In the first parliamentary elections after the revolution, only eight women were elected to parliament, two more were appointed by the military council. This meant that women were only represented with 2% in parliament with a total of 508 seats. However, this result has improved significantly. The female MPs increased from 2% in 2013 to 15% in 2015.

Women were instrumental in the preparation and implementation of all actions and events before and during the revolution, as well as in the strikes and protests of the years before the revolution. The courage, dynamism and determination of women are repeatedly highlighted in the press. Nevertheless, women are underrepresented in all formal and semi-formal bodies in which political decisions or laws are discussed.
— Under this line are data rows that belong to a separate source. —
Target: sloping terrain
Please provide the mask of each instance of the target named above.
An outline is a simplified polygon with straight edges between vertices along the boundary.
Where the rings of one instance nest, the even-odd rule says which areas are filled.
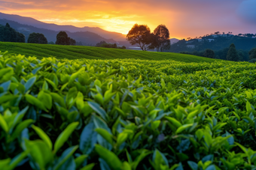
[[[68,59],[172,59],[184,62],[213,62],[215,61],[215,59],[173,52],[143,52],[93,46],[44,45],[6,42],[0,42],[0,51],[8,51],[9,53],[25,55],[26,57],[36,56],[38,58],[54,56],[57,58]]]

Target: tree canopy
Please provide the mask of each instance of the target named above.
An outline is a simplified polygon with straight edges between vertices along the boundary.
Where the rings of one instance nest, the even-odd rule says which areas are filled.
[[[215,52],[210,49],[206,49],[203,55],[205,57],[207,57],[207,58],[215,58]]]
[[[29,36],[28,43],[44,43],[47,44],[47,39],[43,34],[40,33],[32,33]]]
[[[251,49],[249,52],[249,58],[252,59],[252,58],[256,58],[256,48],[253,48]]]
[[[138,44],[143,51],[156,46],[155,36],[147,25],[135,24],[127,34],[126,40],[132,45]]]
[[[5,26],[0,25],[0,41],[25,43],[25,35],[16,31],[6,23]]]
[[[55,43],[59,45],[75,46],[76,42],[74,39],[69,37],[66,31],[60,31],[56,35],[56,41]]]
[[[166,25],[163,24],[159,25],[154,30],[154,34],[156,38],[156,49],[157,51],[163,52],[164,49],[170,49],[169,32]]]
[[[233,43],[231,43],[230,46],[230,49],[228,49],[227,55],[227,60],[234,61],[238,61],[239,60],[239,56],[238,55],[235,44]]]

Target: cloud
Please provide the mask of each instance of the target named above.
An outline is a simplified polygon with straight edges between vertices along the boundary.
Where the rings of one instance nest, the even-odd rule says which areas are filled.
[[[236,13],[243,21],[256,25],[256,1],[248,0],[241,3]]]
[[[256,0],[0,0],[1,12],[59,25],[126,34],[135,24],[164,24],[171,37],[255,33]]]

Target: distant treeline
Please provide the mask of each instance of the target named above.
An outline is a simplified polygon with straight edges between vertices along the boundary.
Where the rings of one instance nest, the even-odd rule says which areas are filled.
[[[183,39],[176,43],[172,44],[169,52],[194,52],[204,51],[211,49],[214,51],[222,50],[228,48],[231,43],[234,43],[237,49],[249,51],[256,47],[256,34],[212,34],[194,39]],[[221,58],[221,57],[220,57]]]
[[[96,46],[97,47],[105,47],[105,48],[112,48],[112,49],[126,49],[125,46],[117,46],[116,43],[108,43],[105,40],[100,41],[99,43],[96,43]]]
[[[0,41],[25,43],[26,38],[23,34],[16,31],[8,23],[6,23],[5,26],[0,25]],[[33,32],[29,35],[27,43],[47,44],[48,41],[43,34]],[[54,44],[52,41],[49,43]],[[60,31],[56,35],[55,44],[75,46],[76,42],[70,38],[66,31]]]
[[[256,48],[252,48],[249,51],[242,49],[236,50],[234,43],[231,43],[229,48],[224,48],[221,50],[206,49],[201,51],[184,51],[180,53],[234,61],[255,62],[256,61]]]

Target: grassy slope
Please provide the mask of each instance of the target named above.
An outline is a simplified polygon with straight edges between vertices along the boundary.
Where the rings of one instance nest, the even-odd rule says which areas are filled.
[[[93,46],[74,46],[35,43],[20,43],[0,42],[0,51],[21,54],[26,56],[54,56],[68,59],[115,59],[137,58],[145,60],[172,59],[184,62],[212,62],[215,60],[190,55],[172,52],[142,52],[117,49],[99,48]]]

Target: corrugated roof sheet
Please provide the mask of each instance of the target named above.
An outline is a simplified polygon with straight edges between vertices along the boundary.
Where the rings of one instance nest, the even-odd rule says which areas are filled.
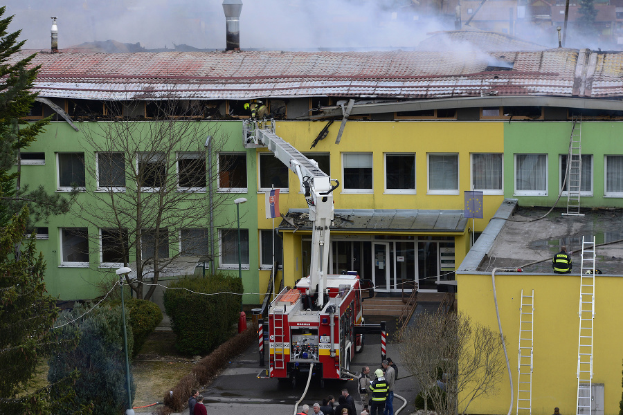
[[[33,64],[41,96],[95,100],[623,95],[622,53],[564,48],[40,53]]]
[[[462,210],[418,209],[336,209],[332,231],[453,232],[465,230]],[[311,230],[309,210],[290,209],[279,225],[282,230]],[[293,225],[294,224],[294,225]]]

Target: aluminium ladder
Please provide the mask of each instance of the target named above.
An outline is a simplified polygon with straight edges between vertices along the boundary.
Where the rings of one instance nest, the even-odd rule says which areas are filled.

2013 Thomson Reuters Foundation report reveals the position of women in politics, society and the economy in the Arab world.

Egyptian women’s rights organizations

Currently (as of 2017) there are a large number of women’s rights organizations in Egypt. In mid-October 2011, the Egyptian Feminist Union, originally founded in 1923 by the well-known women’s rights activist Hoda Sha’rawi, was revived as a result of the cooperation of more than 1000 women’s groups from all over Egypt. She not only wants to stand up for the rights of women, but also promote the participation of women in the formulation of development concepts and political decisions. From the state side, the National Women’s Council (NCW) was established as early as 2000 founded, whose task is gender mainstreaming through political advice and public relations. The NCW was initially closed after the revolution because of its ties with the president’s wife, Suzanne Mubarak, but was reactivated in September 2011. Women’s organizations criticize the tendency of the state, even after the revolution, to regard the NFR as the only partner of the state for women’s issues and to exclude civil society organizations from the policy formulation and decision-making processes.